In the end, the prime minister got off lightly. A speech that really ought to have been remembered as the one that cancelled the northern leg of HS2 will instead be remembered as... alright, real talk: it won’t be remembered at all. But if it were to be remembered, it would be the one where Rishi Sunak declared he would end the ‘30 years of status quo’ in British politics.
To which, I’m going to be frightfully rude but I’ve got to ask: what status quo? Bear in mind this was the 2023 Conservative Party conference leader’s speech, so 30 years takes us neatly (a little too neatly, if you ask me) to 1993 and John Major’s Back to Basics debacle. And what did we get in the intervening three decades? A quick and dirty summary:
John Major: practical conservatism, moderate Euroscepticism and weak leadership.
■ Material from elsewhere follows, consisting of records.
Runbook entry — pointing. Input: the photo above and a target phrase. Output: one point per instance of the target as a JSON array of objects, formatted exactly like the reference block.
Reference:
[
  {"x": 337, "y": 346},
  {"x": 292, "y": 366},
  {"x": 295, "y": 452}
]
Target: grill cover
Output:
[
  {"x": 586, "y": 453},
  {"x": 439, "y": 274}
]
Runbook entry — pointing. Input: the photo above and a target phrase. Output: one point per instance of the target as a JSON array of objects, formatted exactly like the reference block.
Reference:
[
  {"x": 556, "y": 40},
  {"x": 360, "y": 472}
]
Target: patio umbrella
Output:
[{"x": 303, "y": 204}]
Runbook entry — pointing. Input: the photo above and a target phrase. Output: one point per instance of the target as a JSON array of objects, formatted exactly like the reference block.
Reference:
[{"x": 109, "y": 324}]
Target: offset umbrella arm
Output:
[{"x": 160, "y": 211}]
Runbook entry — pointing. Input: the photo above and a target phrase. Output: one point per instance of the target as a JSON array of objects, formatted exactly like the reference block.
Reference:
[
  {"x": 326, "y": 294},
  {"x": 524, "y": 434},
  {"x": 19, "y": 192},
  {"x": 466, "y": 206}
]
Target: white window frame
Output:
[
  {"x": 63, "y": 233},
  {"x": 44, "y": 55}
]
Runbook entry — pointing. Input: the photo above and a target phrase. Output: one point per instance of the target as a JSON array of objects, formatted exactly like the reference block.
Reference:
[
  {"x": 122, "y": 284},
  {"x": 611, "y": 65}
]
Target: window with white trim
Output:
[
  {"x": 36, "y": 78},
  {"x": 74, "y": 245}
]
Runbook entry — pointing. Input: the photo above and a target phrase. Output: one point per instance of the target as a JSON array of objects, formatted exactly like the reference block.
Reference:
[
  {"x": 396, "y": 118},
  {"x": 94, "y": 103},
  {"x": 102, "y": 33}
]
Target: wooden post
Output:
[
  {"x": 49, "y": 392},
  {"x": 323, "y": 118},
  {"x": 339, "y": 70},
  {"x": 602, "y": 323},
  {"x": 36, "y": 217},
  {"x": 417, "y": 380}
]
Tony Blair: public service reform, radical constitutional modernisation and foreign policy adventurism.
Gordon Brown: that Gordon Brown should be prime minister.
David Cameron: fiscal austerity and Brexit.
Theresa May: industrial strategy, technocratic caution and Brexit-as-democratic-obligation.
Boris Johnson: ideological flexibility, political opportunism and levelling up.
Liz Truss: supply-side economics, anti-’Treasury orthodoxy’ and hahahahahaha
Now, granted, this does not quite match the ideological vicissitudes of the 1970s and 1980s, when policy could shift from support for the common ownership of the means of production, withdrawal from the European Economic Community and unilateral nuclear disarmament to monetarism, privatisation and anti-communism.
Still, the 1993-2023 period is not classic status quoism either.